In the age of open banking and rising demands for more secure customer authentication methods, biometrics is cementing its place in the payment world. But for biometric-secured solutions to succeed in the world of financial services, getting the right balance of high security and consumer convenience is essential. So, will fingerprints continue to dominate for payments?
At least our fingerprints won’t age!
Fingerprint authentication is the analysis of the ridges and patterns of the skin on our fingertips. Fingerprints are highly unique to each individual and easily collectable. Unlike other identifiers, which can be prone to change through environmental factors, illness or aging, fingerprints are permanent throughout a person’s lifespan.

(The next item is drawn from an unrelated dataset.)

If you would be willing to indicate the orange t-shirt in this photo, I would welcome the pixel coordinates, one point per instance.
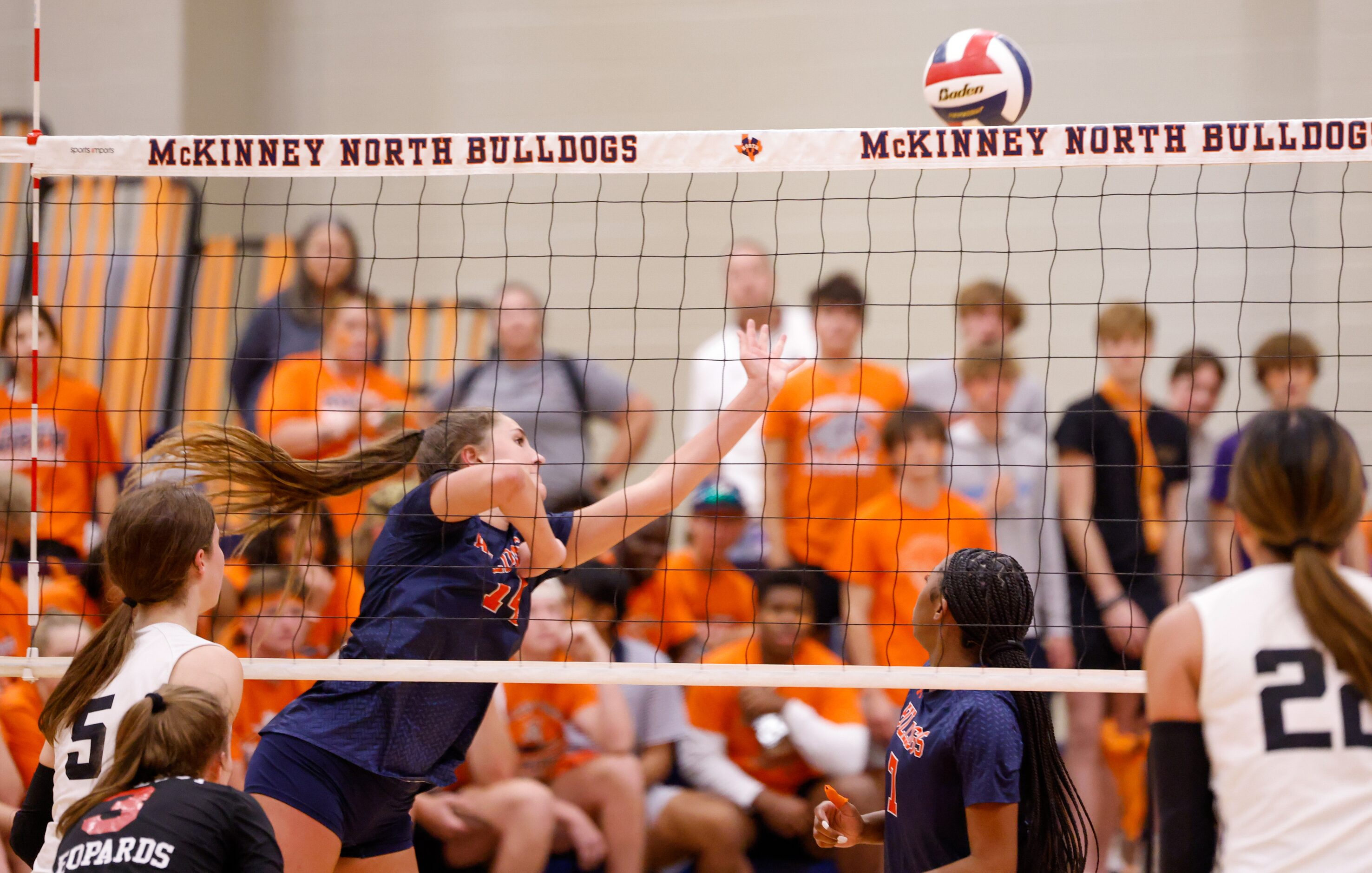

Easily distinguishable and hard to duplicate, fingerprint authentication has comparatively low false-acceptance (accepting the wrong biometric data) and false-rejection (rejecting the right biometric data) rates. Other biometric identifiers such as face, voice and gait are more difficult to measure and can be prone to change, increasing rejection rates.

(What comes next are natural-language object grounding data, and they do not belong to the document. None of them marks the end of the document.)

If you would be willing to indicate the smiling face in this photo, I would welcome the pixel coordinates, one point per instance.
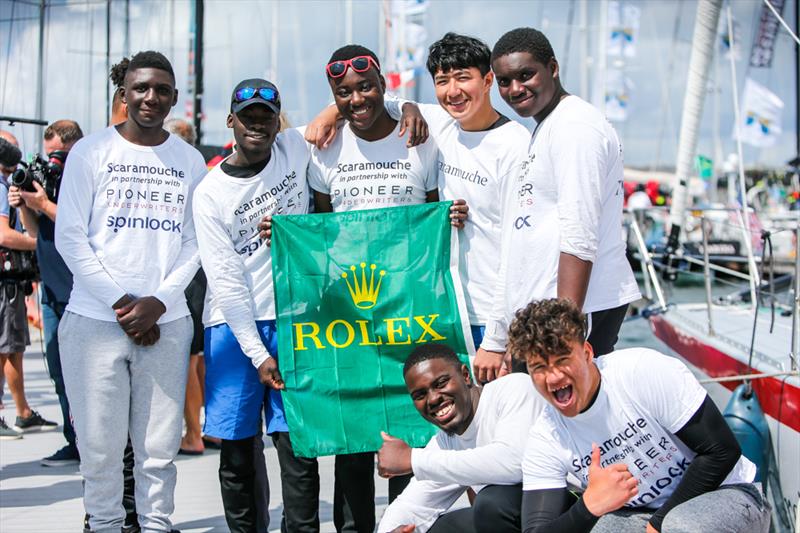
(359, 97)
(149, 94)
(463, 93)
(442, 393)
(254, 129)
(568, 382)
(530, 87)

Efficiency, efficiency, efficiency
While other physical authentication factors such as eye (iris), vein and DNA are the most secure, the technological requirements far exceed those of fingerprint biometrics, needing more complex and expensive systems that will not work in payment cards, wearables and USB dongles.

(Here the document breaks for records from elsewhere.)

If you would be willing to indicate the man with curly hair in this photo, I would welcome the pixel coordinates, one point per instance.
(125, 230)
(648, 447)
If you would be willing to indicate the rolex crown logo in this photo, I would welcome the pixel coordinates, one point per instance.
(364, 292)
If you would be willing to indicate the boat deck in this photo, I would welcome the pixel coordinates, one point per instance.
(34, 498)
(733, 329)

The sensors required to scan vascular patterns, for example, can be large, expensive and require a lot of power, making processing requirements high and integration into smaller devices difficult. Similarly, the camera and software required to examine a face, or iris, cannot be fitted into small and limited processing powered devices like a card or wearable, and can also be costlier. Fingerprint sensors on the other hand are relatively small, cost and power efficient, making them much easier to integrate into a range of payment form factors.
Consumer convenience is key
To realize mass adoption of any technology, convenience and a positive UX is essential. Examining an eye, for example, can feel intrusive and a bit awkward, but is better suited for use cases where a touchless experience is wanted for instance on devices and in situations where many persons should be authenticated. Fingerprint authentication on the other hand is much more discreet and non-invasive, requiring a simple touch and can feel more ‘private’ and discreet for the user.
Similarly, the matching process of vein patterns takes considerably longer than fingerprint sensors that, having benefitted from years of R&D in the mobile world, can now be read and authenticated in under a second, in some cases like on the smartphone, even in a fraction of a second. This success in the smartphone world has also created consumer trust and familiarity in fingerprint authentication, providing the perfect platform for its wider adoption in the payment world.
Fingerprint on the pulse – what’s next?
It is clear that fingerprint sits at the nexus of security and convenience, and can deliver the unified UX that is needed for effective payment authentication. Combining uniqueness and high security with simplicity, scalability and ease of use its success securing mobile payments and mobile banking apps is just the beginning. Fingerprint sensors are easy to integrate into a multiple of form factors – not only because of their size, but the huge advances we’ve seen in their power efficiency and flexibility.
With trials ongoing across the globe, the biometric payment card is likely to be the next big fingerprint-secured solution to revolutionize the payments world. But the potential is limitless – from wearables to USB dongles – biometric security will soon be unifying the way we pay, all with a touch.